4 de dezembro de 2007

Quiseram ver o que vedes

O desejo ardente dos patriarcas pela presença corporal de Jesus Cristo constitui para mim assunto de frequentes meditações. Não consigo pensar nisso sem que lágrimas de vergonha me assomem aos olhos. Porque avalio então o tédio e a sonolência desta época miserável em que vivemos. Recebemos esta graça, o corpo de Cristo é-nos mostrado no altar, mas ninguém de entre nós experimenta tão intensa alegria como o desejo que a simples promessa da Encarnação inspirava aos nossos antepassados…

O Natal está próximo e muitas pessoas apressam-se a celebrá-lo: possam elas rejubilar verdadeiramente com a Natividade, e não com vaidades!

São Bernardo (1091-1153),
monge cisterciense e doutor da Igreja
Sermão 2 sobre o Cântico dos Cânticos

Os três adventos de Cristo

Há três adventos do Senhor, o primeiro é na carne, o segundo na alma, o terceiro, pelo juízo. O primeiro advento deu-se a meio da noite, como está dito nas palavras do evangelho: «A meio da noite ouviu-se um grito: eis o Esposo!» (Mt 25,6). E esse primeiro advento já passou, pois Cristo foi visto na terra e conversou com os homens (Br 3,38).

Estamos agora no tempo do segundo advento, contanto porém que sejamos dignos de Ele vir até nós, pois Ele disse que, se O amamos, virá até nós e em nós estabelecerá a sua morada (Jo 14,23). Este segundo advento de Cristo é portanto para nós uma coisa envolta em alguma incerteza, pois quem, a não ser o Espírito Santo, conhece os que são de Deus? (1 Co 2,11)? Aqueles a quem o desejo das coisas celestes transporta para lá de si mesmos sabem quando Ele virá: porém «não sabem de onde vem nem para onde vai» (Jo 3,8).

Quanto ao seu terceiro advento, é certo que há-de acontecer, mas é incerto quando, pois nada é mais certo do que a morte, e nada é mais incerto do que o dia da morte. «No momento em que falarmos de paz e de segurança, então surgirá a morte, repentina, como as dores do parto das mulheres, e ninguém escapará» (1 Ts 5,3). O primeiro advento foi portanto humilde e escondido, o segundo é misterioso e cheio de amor, o terceiro será magnífico e terrível. No primeiro advento, Cristo foi julgado pelos homens com injustiça; no segundo, fez-nos justiça pela graça, no último, tudo julgará com equidade – Cordeiro no primeiro advento, Leão no último, Amigo cheio de ternura no segundo.
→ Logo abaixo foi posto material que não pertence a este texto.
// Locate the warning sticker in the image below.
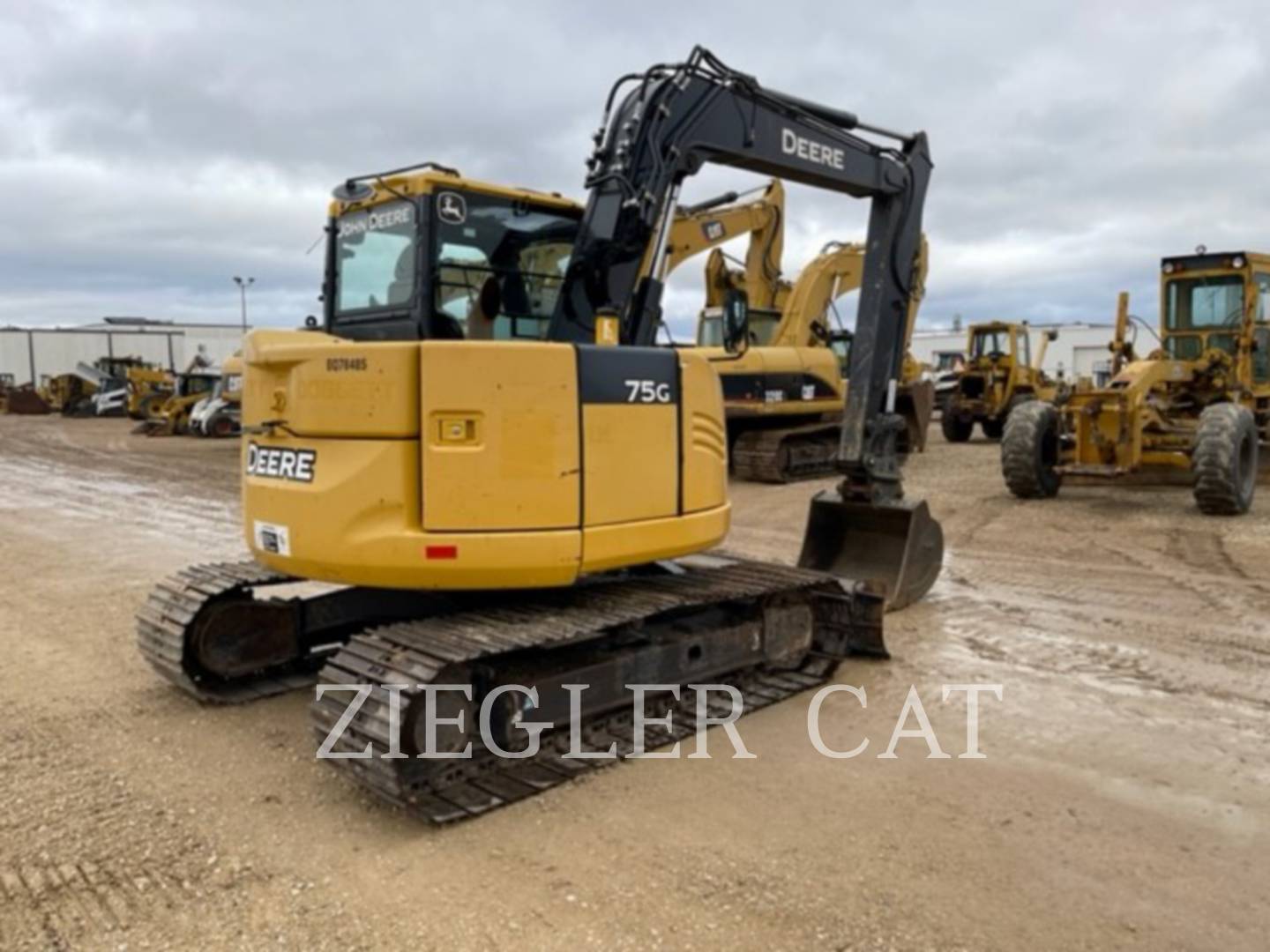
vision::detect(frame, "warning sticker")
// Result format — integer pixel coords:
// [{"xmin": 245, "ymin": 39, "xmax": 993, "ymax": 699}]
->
[{"xmin": 253, "ymin": 519, "xmax": 291, "ymax": 556}]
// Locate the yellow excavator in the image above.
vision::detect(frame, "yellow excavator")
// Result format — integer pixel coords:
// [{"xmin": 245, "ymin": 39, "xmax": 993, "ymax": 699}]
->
[
  {"xmin": 698, "ymin": 239, "xmax": 935, "ymax": 482},
  {"xmin": 138, "ymin": 47, "xmax": 942, "ymax": 822}
]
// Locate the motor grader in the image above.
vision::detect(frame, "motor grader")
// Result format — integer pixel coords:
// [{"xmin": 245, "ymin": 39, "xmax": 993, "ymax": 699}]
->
[
  {"xmin": 1001, "ymin": 248, "xmax": 1270, "ymax": 516},
  {"xmin": 940, "ymin": 321, "xmax": 1058, "ymax": 443},
  {"xmin": 138, "ymin": 47, "xmax": 942, "ymax": 822}
]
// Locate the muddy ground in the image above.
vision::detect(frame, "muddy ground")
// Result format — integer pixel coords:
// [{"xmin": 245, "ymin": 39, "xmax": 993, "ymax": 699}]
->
[{"xmin": 0, "ymin": 416, "xmax": 1270, "ymax": 949}]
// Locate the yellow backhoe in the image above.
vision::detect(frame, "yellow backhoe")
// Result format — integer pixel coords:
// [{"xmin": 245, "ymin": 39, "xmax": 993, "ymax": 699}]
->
[
  {"xmin": 1001, "ymin": 248, "xmax": 1270, "ymax": 516},
  {"xmin": 940, "ymin": 321, "xmax": 1058, "ymax": 443},
  {"xmin": 138, "ymin": 47, "xmax": 942, "ymax": 822}
]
Pedro de Blois (c. 1130-1211),
arcediago na Inglaterra
(in Ephata 1, pg. 10-11)

2 de dezembro de 2007

Vigiai e orai continuamente

Quem quer orar em paz não terá apenas em consideração o local, mas o tempo. O momento do repouso é o mais favorável e assim que o sono da noite estabelece um silêncio profundo, a oração faz-se mais livre e mais pura (Lam 2,19). Com que segurança a oração sobe na noite, quando só Deus é testemunha, com o anjo que a recebe para a ir apresentar ao altar celeste! Ela é agradável e luminosa, pintada de pudor. Ela é calma, tranquila, já que nenhum barulho, nenhum grito a vem interromper. Ela é pura e sincera, quando o pó das preocupações terrenas não a podem sujar. Não há espectador que possa expô-la à tentação pelos seus elogios ou adulação.

É por isso que o Esposo (do Cântico dos Cânticos) agiu com tanta prudência como pudor assim que ela escolheu a solidão noturna do seu quarto para rezar, quer dizer, para procurar o Verbo, porque tudo é um. Tu rezas mal se ao rezar procuras outra coisa que não o Verbo, a Palavra de Deus, ou e tu não pedes que o assunto da tua oração seja relativo ao Verbo. Porque tudo está nele: o remédio para as feridas, o socorro nas tuas necessidades, a melhoria dos teus defeitos, a fonte dos teus progressos, em resumo, tudo o que um homem pode e deve desejar. Não há nenhuma razão para pedir ao Verbo outra coisa que não seja ele próprio, pois que ele é todas as coisas. Se, como é necessário, nós pedimos certos bens concretos, e se, como devemos, nós os desejamos pelo Verbo, são menos essas coisas em si mesmas que nós pedimos, que aquele que é a causa da nossa súplica.